The chin is formed in the midface and it develops over time. Therefore, the appearance of the chin, by a person experiencing facial aging with skeletal growth, represents a different stage of ageing. Further research needs to look across more different facial and skeletal stages of aging in order to further elucidate chin anomalies. Nevertheless, in the present age, people with chin augmentation or the chin are experiencing an increase in psychological and physical dissatisfaction due to the change of facial appearance.

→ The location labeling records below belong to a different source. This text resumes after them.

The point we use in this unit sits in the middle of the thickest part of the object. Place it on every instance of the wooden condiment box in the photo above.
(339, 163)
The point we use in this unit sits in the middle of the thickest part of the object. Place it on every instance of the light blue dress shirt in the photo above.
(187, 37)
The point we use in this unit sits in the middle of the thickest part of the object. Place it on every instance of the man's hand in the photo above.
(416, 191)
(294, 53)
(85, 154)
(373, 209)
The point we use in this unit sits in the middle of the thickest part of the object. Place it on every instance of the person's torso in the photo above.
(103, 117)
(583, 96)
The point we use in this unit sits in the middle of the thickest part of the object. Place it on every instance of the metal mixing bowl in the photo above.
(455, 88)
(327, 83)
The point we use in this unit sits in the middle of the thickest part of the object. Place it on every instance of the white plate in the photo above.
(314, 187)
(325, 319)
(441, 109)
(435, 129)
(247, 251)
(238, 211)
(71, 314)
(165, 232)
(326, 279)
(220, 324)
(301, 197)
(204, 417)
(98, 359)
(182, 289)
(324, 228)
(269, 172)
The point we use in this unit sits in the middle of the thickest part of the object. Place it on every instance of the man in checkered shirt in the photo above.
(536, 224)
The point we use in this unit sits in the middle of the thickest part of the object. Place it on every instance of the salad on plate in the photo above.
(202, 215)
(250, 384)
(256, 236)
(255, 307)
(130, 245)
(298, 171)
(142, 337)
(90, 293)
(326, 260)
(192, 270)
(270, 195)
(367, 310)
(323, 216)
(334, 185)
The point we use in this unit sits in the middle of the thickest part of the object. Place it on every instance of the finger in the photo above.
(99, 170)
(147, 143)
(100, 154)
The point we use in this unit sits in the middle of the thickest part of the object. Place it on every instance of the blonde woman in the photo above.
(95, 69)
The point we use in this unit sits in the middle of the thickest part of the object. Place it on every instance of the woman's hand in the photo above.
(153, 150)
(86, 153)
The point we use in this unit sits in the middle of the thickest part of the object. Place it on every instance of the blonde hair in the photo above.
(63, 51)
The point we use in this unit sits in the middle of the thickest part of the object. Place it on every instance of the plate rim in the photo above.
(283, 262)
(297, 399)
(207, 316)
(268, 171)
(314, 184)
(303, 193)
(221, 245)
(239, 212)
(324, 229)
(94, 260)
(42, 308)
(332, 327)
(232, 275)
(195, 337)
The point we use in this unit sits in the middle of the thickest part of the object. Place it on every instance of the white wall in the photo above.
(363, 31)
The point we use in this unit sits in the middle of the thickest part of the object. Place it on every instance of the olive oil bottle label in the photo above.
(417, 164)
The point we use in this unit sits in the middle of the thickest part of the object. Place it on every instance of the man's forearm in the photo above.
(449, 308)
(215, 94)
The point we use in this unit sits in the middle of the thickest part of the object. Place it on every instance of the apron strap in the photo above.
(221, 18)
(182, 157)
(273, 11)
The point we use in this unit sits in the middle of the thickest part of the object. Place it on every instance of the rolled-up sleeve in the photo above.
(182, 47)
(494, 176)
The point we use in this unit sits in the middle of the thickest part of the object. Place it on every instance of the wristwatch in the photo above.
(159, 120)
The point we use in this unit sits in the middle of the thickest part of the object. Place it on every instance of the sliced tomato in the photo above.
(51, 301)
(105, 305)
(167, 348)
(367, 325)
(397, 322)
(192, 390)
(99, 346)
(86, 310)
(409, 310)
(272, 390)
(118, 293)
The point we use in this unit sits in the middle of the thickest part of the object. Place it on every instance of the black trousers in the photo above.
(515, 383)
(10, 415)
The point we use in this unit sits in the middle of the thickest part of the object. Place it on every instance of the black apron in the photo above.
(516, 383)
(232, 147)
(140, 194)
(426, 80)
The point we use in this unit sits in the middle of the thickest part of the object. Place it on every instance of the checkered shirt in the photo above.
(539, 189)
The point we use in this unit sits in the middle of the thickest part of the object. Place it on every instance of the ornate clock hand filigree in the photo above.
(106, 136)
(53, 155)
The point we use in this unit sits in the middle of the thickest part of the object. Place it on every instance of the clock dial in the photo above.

With the current technology available to us, most patients will receive some form of chin augmentation when they are older rather than undergoing chin augmentation surgery as a first-line treatment.
Younger people have a narrower interpupillary distance of less than the 75th percentile, which suggests narrower eyes, a narrower interpalpebral fissure, narrower canthi, and narrower palpebral fissure. The average age of first chin augmentation and correction in our practice is 31.48 ± 2.11 years. These and other objective measurements are commonly used when obtaining consent for chin augmentation and/or chin reconstruction. Many surgeons prefer to obtain a 3-dimensional CT scan to identify the patient's needs to avoid missing hidden canthi and fissures.
None of these developments, whether clinical or research, has addressed the specific patient-related issues which most impact satisfaction and overall outcome. The only new therapeutic approach has been the incorporation of tissue matching to the existing nasal-labial framework. Although this approach is the safest and most likely to produce the best results, it is not completely devoid of its own risks, particularly with the use of porous polyethylene implants. Future advances will hopefully address these issues. It remains to be seen whether all of this has made a difference in the satisfaction and outcome of patients with chin augmentation and correction.
The [Aedes aegypti] population density did not differ on average in both treatments, and the density in subjects with lower cheek augmentation and correction was slightly higher than that of the control group. This may affect [the efficacy of] [oral] diphtheria, [tetanus] toxoid, and [pneumococcal] vaccines.
Hyaluronic acid is known for promoting the repair of joint cartilage; however, its role in treating bone disorders is limited. We propose that HA, injected through a needle or catheter, may aid in the repair of non-union fractures and in relieving pain that can be associated with advanced stages of this condition.
The research on chin augmentation and correction is in an ambiguous and confusing environment. Patients often worry about the aesthetic outcome of the treatment, as well as potential side effects (such as pain and scarring) that could occur. It is hard to tell patients what is going to help in the future. There is a need to take further steps to reduce patient worry, improve communication of information to patients, and improve the quality of research and procedures. The main challenge for future research is to simplify, standardize, and develop the most effective techniques, and to address the many patient concerns and uncertainties related to chin augmentation and correction.
Hyaluronan can be used to treat the signs and symptoms of hyperhidrogenism including secondary facial changes (facial sweating and oily eyes but without lipoatrophy). When administered along with any current treatments, hyaluronan can significantly reduce signs and symptoms of hyperhidrosis and can be used as an alternative to surgery by reducing the need for surgery, minimizing the risk and discomfort associated with surgery, and decreasing surgery recovery time.